What DUI related tests are you required to take? A Leesburg DUI lawyer explains below. For assistance with your case, call today and schedule a free consultation.
If you are pulled over, and suspected of committing a DUI related offense in Leesburg you can absolutely refuse to perform field sobriety test. The officers receive specific training on how to convince suspected DUI offenders to perform field sobriety tests.
Field sobriety tests are helpful for the officers to give them more information with which to prosecute you. They will often ask you to do the field sobriety tests in a very kind way and a cooperative way. However, you should not fall for this ruse, field sobriety tests may absolutely be refused and they should be refused under most circumstances.
Yes, there are many nuances to field sobriety tests. The most common nuances are how the officer receives his or her training in the administration of the field sobriety test. The most common foundation for the sobriety test training is to be certified by the National Highway Traffic Safety Administration or NHTSA. The NHTSA guidelines were set forth drawn up over 20 years ago after a series of controlled studies.
These controlled studies were not done on roads, they were done in research laboratories involving persons that officers knew to be intoxicated. Over the years, the scientific community has pointed out that these studies were highly flawed. However, there have been no updated studies.
In designing their field sobriety tests, the National Highway Traffic Safety Administration identifies three primary tests. These primary tests are the HGN test, the nine step walk and turn test and the one leg stand test. These are the most commonly administered field sobriety tests in Leesburg.
In addition oftentimes Leesburg officers receive training through the Northern Virginia Criminal Justice Academy or other local training centers. These academies teach officers in DUI detection and field sobriety. They are often taught at these academies to use non-certified tests such as counting backwards, ABCs, or the finger dexterity test. While these tests are not “standardized,” they’re often weighed by the court as to whether the person has violated the DUI statute.
If you’re pulled over for suspicion of DUI, the officer may also offer you a PBT or preliminary breath test. They may tell you that that test is not admissible in court, this is only partly true. A PBT is not admissible in court for the purposes of determining whether or not you are guilty or innocent of the underlying DUI offense.
However, the PBT test is absolutely admissible for determining whether or not there is probable cause to place you under arrest. For that reason you should not give the officer any more ammunition with which to prosecute you. It is within your rights and you should absolutely refuse the PBT under most circumstances.
Yes. The roadside breath test (or PBT) is not admissible in court to determine guilt as these tests are prone to inaccuracies and they’re not given to the most scientific way. However, because they play a role in determining whether or not a person will be arrested, it’s important to understand them.

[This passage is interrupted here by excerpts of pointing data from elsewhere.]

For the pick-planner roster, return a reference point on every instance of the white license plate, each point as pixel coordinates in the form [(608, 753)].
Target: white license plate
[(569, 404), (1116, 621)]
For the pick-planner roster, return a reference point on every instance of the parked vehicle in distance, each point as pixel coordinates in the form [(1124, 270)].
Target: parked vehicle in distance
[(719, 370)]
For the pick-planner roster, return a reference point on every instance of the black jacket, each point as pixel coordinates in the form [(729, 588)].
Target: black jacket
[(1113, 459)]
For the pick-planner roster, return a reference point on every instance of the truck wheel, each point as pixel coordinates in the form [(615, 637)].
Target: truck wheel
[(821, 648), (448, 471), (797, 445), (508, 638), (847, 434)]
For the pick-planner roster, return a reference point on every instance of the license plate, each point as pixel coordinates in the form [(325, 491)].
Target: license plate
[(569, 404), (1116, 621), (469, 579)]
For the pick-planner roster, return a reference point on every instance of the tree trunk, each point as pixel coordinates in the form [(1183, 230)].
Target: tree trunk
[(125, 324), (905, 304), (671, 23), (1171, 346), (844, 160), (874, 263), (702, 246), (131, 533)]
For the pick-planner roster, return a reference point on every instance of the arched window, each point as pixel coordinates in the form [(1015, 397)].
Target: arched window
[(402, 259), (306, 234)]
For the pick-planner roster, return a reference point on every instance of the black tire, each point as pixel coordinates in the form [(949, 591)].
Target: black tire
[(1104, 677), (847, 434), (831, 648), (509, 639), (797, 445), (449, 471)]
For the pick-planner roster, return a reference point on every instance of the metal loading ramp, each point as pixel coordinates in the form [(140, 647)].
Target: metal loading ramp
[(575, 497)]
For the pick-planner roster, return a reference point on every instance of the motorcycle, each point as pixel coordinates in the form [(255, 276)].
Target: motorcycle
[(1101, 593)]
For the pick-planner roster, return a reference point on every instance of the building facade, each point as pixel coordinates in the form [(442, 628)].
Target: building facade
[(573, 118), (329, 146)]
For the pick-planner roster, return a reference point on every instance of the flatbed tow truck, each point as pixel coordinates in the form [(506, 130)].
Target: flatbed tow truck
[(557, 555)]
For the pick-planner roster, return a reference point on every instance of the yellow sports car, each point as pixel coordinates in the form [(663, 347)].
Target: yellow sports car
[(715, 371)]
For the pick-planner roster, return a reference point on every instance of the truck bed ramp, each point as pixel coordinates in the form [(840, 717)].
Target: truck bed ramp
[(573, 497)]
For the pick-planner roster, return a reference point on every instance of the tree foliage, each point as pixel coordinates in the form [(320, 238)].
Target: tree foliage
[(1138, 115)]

If you’re arrested for suspicion of DUI in Leesburg, Virginia, the Virginia implied consent statute kicks in. Virginia Code Section 18.2-268.2 dictates that by virtue of driving on a highway of the Commonwealth of Virginia you’re deemed to submit or consent to a blood or breath test. Typically, this involves a breath test unless you are physically unable to perform a breath test or the officer believes that a combination of drugs or alcohol may be at play.
If requested to submit to a breath test at the station pursuant to the implied consent statute you may refuse, but your refusal will have consequences. If you refuse after being advised of the implied consent statute, you will be charged with unreasonable refusal pursuant to Virginia Code Section 18.2-268.3. Unreasonable refusal is a civil violation for a first offense, but this civil violation has serious consequences.
For a first offense of violating 18.2-268.3, if convicted you will lose your license for 12 months. This is a hard loss of license in addition to any license suspension imposed if you’re convicted of a DUI as well. Therefore, it may be in your best interests to refuse a test or in other circumstances it may not be.